Developing with CUDA on a Lenovo P50 with RHEL

Hello, I have a Lenovo P50 laptop that features a Quadro M1000M and the onboard Intel HD 530 graphics (although it doesn’t say integrated, I’m certain it is as in the bios I can pick between running in hybrid mode or discreet).

I want to continue developing CUDA applications on this newfound machine that I plan to use as my desktop machine as well (so I’ll want my lovely GNOME desktop to work still).

Can I develop with CUDA while maintaining my UI with this device? I’ve tried the following and I can never satisfy these three points at once.

  1. CUDA toolkit: 7 or better
  2. Nvidia driver: trying with 352.xx currently
  3. My desktop must still be available for presentations/eclipse/mail/browsing etc

I’ve read around plenty of times and heard Bumblebee mentioned - I’ve also had fun blacklisting nouveau, modifying the grub, using dracut, playing with my x11.conf…no matter what I’ve tried so far, the best I can do is have the following.

  1. Desktop environment but deviceQuery returns no devices
  2. Desktop environment and nvidia-smi shows devices a few times then never again if I reboot (always unavailable)
  3. nvcc working great, nvidia-smi showing my gpu fine, but no desktop environment (either what looks to be a kernel panic when I try to get to my desktop - totally halting after reading a slice) - deviceQuery works too

But never a combination of all three…

I’m convinced I don’t need my x11.conf but having looked through my var/log/X… files, I do notice the complaint about no screen being available. Any guidance will be much appreciated to save myself and anybody else time either heading down the CUDA on its own path or the way of Bumblebee.
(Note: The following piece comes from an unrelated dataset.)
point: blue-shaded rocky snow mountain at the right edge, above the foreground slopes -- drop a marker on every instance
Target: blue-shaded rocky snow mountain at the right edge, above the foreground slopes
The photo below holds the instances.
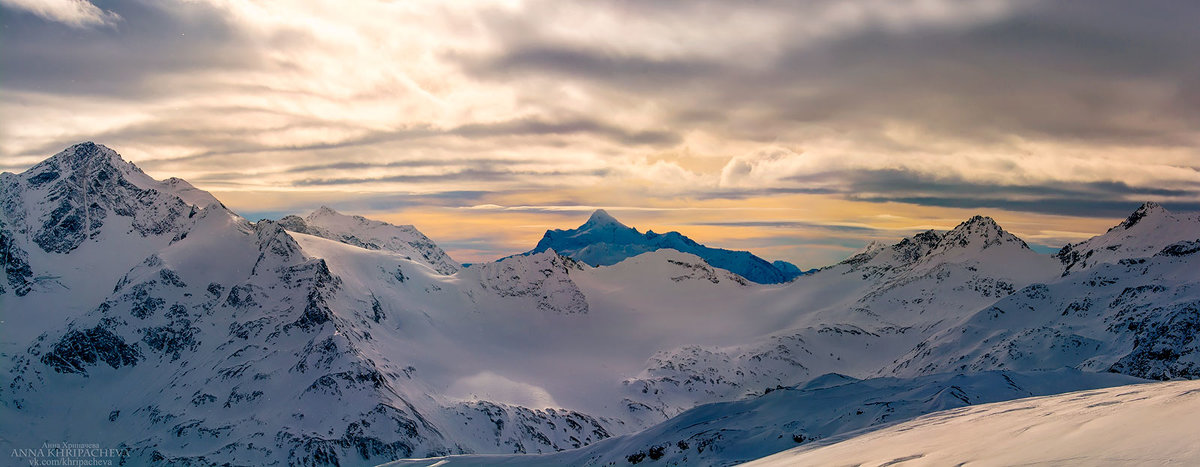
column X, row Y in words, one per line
column 1126, row 303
I’m currently “desktopless” with the CUDA toolkit and driver available and I’ve modified the BIOS procedure to use “discreet” GPU mode - which gives me a crash at the login prompt to access my desktop. I’m using the CUDA 7.5 .run file which includes the toolkit, driver, and the samples - and that all installs fine. I’ve seen my fair share of the white “Oh dear” screen too…
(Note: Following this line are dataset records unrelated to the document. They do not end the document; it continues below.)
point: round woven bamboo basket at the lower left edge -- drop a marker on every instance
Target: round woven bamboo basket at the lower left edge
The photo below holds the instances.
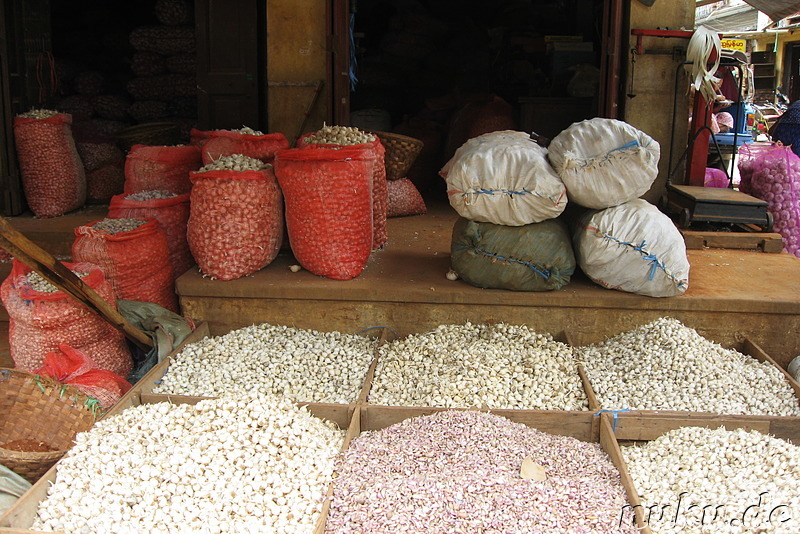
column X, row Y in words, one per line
column 39, row 410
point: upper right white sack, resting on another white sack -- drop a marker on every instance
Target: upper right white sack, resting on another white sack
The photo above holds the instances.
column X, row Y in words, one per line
column 604, row 162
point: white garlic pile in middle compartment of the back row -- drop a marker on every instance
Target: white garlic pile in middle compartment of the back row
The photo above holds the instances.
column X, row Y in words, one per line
column 483, row 366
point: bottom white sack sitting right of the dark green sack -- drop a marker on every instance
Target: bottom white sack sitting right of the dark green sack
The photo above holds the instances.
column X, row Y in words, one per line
column 632, row 247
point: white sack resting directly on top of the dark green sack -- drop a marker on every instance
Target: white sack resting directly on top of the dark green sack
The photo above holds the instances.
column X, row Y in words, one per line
column 504, row 178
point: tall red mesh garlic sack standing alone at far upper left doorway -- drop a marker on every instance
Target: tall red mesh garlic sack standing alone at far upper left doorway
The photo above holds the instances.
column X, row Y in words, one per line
column 53, row 177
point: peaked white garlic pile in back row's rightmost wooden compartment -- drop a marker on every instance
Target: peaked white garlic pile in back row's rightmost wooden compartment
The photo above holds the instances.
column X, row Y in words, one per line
column 665, row 365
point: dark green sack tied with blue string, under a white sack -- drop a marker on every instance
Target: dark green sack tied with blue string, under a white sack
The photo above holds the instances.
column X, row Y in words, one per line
column 533, row 257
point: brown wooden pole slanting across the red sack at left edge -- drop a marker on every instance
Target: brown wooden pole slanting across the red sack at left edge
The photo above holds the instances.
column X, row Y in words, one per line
column 60, row 276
Cheers in advance, I have root, time and patience so can provide plenty of files upon request, surely this isn’t a rare use case.

nvidia-smi output shows I’m using the 352.39 driver.
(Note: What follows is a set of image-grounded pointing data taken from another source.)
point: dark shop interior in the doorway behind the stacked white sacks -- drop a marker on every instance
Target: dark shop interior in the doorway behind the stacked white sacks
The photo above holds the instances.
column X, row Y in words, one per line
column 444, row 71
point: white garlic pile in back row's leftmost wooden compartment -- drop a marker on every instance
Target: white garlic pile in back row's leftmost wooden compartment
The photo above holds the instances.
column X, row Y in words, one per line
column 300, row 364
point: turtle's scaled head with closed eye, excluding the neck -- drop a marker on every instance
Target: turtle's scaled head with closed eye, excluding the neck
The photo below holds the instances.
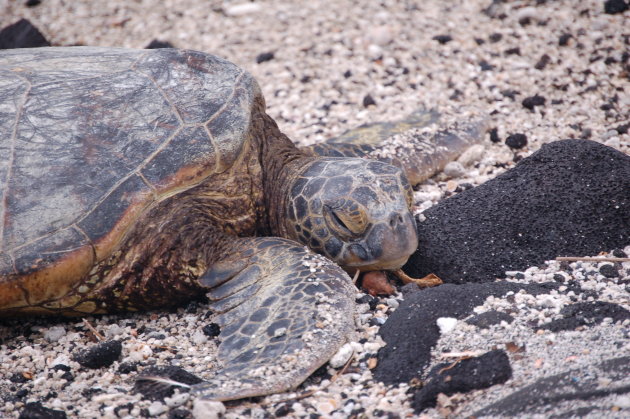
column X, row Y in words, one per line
column 354, row 211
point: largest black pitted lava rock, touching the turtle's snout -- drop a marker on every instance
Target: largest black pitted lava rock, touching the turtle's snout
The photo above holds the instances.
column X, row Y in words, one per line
column 570, row 198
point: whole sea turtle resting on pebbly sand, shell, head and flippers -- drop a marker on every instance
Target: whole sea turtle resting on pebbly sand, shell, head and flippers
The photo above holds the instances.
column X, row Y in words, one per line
column 139, row 179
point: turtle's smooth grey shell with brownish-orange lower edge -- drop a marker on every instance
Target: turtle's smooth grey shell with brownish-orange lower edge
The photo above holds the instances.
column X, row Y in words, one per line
column 92, row 137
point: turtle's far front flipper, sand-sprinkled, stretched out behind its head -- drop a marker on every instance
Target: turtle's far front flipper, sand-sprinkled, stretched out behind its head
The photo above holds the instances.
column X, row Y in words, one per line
column 421, row 144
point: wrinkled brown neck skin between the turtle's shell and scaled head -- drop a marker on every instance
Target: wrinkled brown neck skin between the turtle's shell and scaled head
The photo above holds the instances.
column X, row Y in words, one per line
column 281, row 162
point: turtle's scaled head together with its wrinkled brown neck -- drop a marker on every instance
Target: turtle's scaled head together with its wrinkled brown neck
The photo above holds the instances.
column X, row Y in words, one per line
column 354, row 211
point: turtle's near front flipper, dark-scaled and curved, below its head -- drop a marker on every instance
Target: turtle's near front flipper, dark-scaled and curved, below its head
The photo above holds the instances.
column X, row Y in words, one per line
column 283, row 312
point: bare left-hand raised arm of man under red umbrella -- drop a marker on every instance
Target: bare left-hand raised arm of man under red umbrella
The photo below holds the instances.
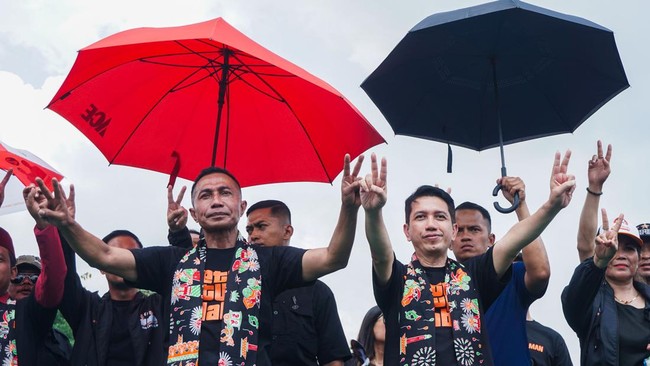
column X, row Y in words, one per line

uname -a tells me I’m using the kernel 3.10.0-514.6.1.e17.x86_64

rpm -i cuda-repo-rhel7-7-5-local-7.5-10.x86_64.rpm shows it’s already installed

the .run file installer works fine with no errors

Here’s the last thing I ever see - and I can’t switch to other X sessions - must manually reboot, suggesting a crash behind the scenes.

https://www.dropbox.com/s/7e7vfab86i3usv0/IMG_20170227_134820373.jpg?dl=0

No errors reported in Xorg.0.log either (and it is the latest file in the log directory). I see no issues in my /var/log/boot.log, or with dmesg.

I can make and run the samples fine, deviceQuery mentions the driver and runtime is 7.5, picks up my Quadro M1000M great, I have 512 CUDA cores available.

If I then remove my x11 conf file (apparently not needed) I get the lovely “Oh no! Something has gone wrong” message and I’m forced to reboot. Then if I look in Xorg.0.log, I see we load the nvidia driver fine and that we’ll be loading glx, but then I see, and this is probably the problem:

Failed to initialise GLX extension (Compatible NVIDIA X driver not found).

An x11 conf from nvidia-xconfigure doesn’t lead to any progress - nor if I add various – options.

I don’t think this is an optimus laptop as in the bios I can only switch between hybrid and discrete - I can’t select optimus (it’s not there).

When I switch to discrete graphics, I get to the login screen but no input is recognised. I know the system hasn’t massively crashed because the clock at the top still works and updates.

If I enter recovery mode and do startx, I see the nvidia splash screen very briefly and I check my Xorg.0.log I see ACPI failed o connect to the ACPI event daemon (looks to be nothing to worry about based on searching around). Finally in the same log I see

NVIDIA: Freed GPU:0, then the PCI bus D, then deleting GPU-0.

If I run nvidia-bug-report and look in the log, I do see “Screen(s) found but none have a usable configuration”.

Fixed the keyboard log in as well with a yum install xorg-* - accepting and downloading all packages. Now I’m back to my desktop, device query works and so does nvidia-smi!